If the furnace was opened too late, the spirit elixir was more likely to scorch inside the vessel, directly turning into dross. This waste contained copious amounts of impurities and toxins. Such dross could not be ingested; not only would it offer no benefit to one’s cultivation, but it would also inflict serious harm on the body, usually forcing one to discard it with regret.

Mastering the exact moment of opening the furnace for elixir extraction required long-term practice in alchemy.

Let alone a novice like Ye Qin, even Nan Tianba, the patriarch of the Nan family and a veteran who had refined hundreds of batches of various elixirs with "rich" experience, dared not guarantee an extraction success rate exceeding thirty to forty percent.

In the first few days, Ye Qin ruined more than ten successive batches of elixirs, either due to uncontrolled fire or misjudging the extraction time. The result was a large accumulation of semi-finished products and dross. When the furnace was opened for the waste batches, a thick, acrid, burnt odor billowed out, choking Ye Qin until tears streamed down his face, making it nearly impossible for him to remain seated in the room.

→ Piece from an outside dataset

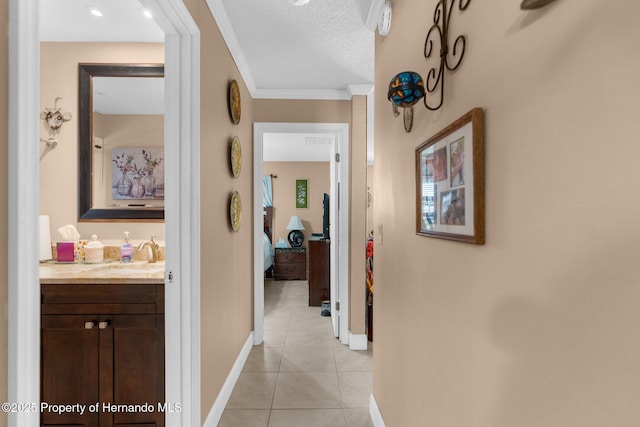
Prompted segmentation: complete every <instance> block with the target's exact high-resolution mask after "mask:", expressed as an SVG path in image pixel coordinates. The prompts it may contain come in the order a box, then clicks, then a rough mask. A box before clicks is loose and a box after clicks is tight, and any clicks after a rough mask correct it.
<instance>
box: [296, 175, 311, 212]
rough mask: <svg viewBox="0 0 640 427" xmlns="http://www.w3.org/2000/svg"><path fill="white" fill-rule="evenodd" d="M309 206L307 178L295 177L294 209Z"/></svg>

It wasn't until several days later that he unexpectedly succeeded in refining a batch of spirit elixirs purely by chance. When he opened the furnace, a warm, refreshing, lung-cleansing fragrance filled the entire room, intoxicating him to the point of near trance.

Ye Qin was so overjoyed he could barely contain himself from jumping up. He carefully tipped the single, perfectly round, plump yellow spirit elixir, shimmering with spiritual energy, out of the iron furnace and grasped it, disregarding the heat.

The toil of the past few days had not been in vain; he had finally managed to refine one Dew-Reducing Pill. Now, he needed to see what its effects would be.

The method for consuming low-grade spirit elixirs was simple: swallow it directly, then meditate for about half a day, slowly refining the elixir within the abdomen to absorb its full medicinal power and convert it into immortal vital energy.

Ye Qin sat cross-legged on the rush mat before the alchemy furnace. After the spirit elixir cooled slightly, he swallowed the entire pill whole and began absorbing its medicinal properties.